Abstract of Christensen, Kevin. “The Temple, the Monarchy, and Wisdom: Lehi’s World and the Scholarship of Margaret Barker.”

Christensen, Kevin. “The Temple, the Monarchy, and Wisdom: Lehi’s World and the Scholarship of Margaret Barker.” In Glimpses of Lehi’s Jerusalem, edited by John W. Welch, David Rolph Seely, and Jo Ann H. Seely, 449-522. Provo, UT: FARMS, 2004. [Israel/Solomon/Theology/Mormon]

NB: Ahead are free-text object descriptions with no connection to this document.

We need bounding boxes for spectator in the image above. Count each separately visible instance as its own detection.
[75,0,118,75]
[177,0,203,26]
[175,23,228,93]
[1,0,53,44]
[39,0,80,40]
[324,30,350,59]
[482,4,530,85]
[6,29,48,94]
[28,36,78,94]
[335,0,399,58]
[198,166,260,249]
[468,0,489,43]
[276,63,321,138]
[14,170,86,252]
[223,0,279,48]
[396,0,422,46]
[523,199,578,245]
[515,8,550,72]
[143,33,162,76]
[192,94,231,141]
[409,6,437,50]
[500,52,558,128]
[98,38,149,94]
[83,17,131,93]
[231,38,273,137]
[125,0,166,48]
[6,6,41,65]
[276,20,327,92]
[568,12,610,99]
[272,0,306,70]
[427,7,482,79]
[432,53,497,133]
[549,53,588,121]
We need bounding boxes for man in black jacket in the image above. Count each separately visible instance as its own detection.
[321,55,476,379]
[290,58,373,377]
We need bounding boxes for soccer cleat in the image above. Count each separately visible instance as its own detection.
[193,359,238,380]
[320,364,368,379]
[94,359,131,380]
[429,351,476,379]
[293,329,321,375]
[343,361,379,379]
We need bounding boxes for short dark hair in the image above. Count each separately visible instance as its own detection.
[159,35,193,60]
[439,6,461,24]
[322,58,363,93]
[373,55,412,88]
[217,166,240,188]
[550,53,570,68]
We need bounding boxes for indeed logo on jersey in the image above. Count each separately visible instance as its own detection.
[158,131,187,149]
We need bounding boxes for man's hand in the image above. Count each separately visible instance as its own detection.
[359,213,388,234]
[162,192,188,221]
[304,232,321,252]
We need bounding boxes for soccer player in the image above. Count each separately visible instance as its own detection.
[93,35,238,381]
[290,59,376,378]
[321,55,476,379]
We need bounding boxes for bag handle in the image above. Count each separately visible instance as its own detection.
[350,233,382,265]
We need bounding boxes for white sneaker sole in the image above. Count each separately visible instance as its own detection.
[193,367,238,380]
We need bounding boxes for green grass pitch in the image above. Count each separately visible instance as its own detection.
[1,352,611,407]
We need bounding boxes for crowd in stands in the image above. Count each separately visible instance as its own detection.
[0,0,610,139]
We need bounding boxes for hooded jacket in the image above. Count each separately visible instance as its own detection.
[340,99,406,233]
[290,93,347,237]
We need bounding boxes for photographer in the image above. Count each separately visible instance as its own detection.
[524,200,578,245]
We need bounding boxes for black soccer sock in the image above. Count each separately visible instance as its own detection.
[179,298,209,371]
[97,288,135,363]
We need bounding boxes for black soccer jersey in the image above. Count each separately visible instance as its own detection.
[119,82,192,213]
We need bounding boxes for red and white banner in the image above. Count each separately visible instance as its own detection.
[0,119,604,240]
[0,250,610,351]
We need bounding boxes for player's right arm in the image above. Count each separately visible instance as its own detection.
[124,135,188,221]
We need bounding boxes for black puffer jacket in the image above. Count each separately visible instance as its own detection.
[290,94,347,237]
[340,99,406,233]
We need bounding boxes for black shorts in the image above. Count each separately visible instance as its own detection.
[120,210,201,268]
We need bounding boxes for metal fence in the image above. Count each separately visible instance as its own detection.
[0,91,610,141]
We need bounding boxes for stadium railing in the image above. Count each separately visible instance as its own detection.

Over two decades Margaret Barker, a Methodist minister from the UK, has produced a large body of scholarship which is potentially a paradigm shift in the study of the origin of Christianity and the core of its fundamental doctrines which are associated with the Temple. She argues that king Josiah’s reforms in the period of 640-609 B.C. were a rejection of the doctrines, teachings, rituals, symbolism, and practices associated with the First Temple of Solomon. The “Deuteronomists” appear to have heavily influenced the writing of significant portions of the Old Testament, expunging, altering, and otherwise rejecting these and other things. They reject the plurality of Gods, the deification of man, seeing God, the rituals and symbolism of the Temple, and the overall centrality of the Temple. Thus Barker challenges the notion of the assumption of an unbroken continuity in the religion of Israel before and after the Exile. Christensen’s study looks at the early portion of the Book of Mormon to see what evidences those who came out of Jerusalem just after the reforms of Josiah may have left regarding those reforms.  He looks at three subjects specifically, the view of the temple, the monarchy and wisdom.  In this lengthy and interesting article, the author finds that the patterns noted by Barker are repeated in the Book of Mormon, though often not as explicitly as one may like, but often point for point as it is found in the First Temple traditions.  For one good example, all of the major sermons found in the Book of Mormon given at the Temple sites deal with the atonement, creation, and other important temple themes, especially Jewish Festivals associated with the Temple. He calls on considerable work by LDS scholars relating to the Book of Mormon and the Temple to make his points. His general conclusion is stated thus: “Barker’s work illustrates a complex pattern involving specific historical events, times, places, persons, and teachings. All of this comes in a timely manner and in the appropriate place to be relevant to the Book of Mormon.  In my opinion, this correspondence is not accidental but providential.”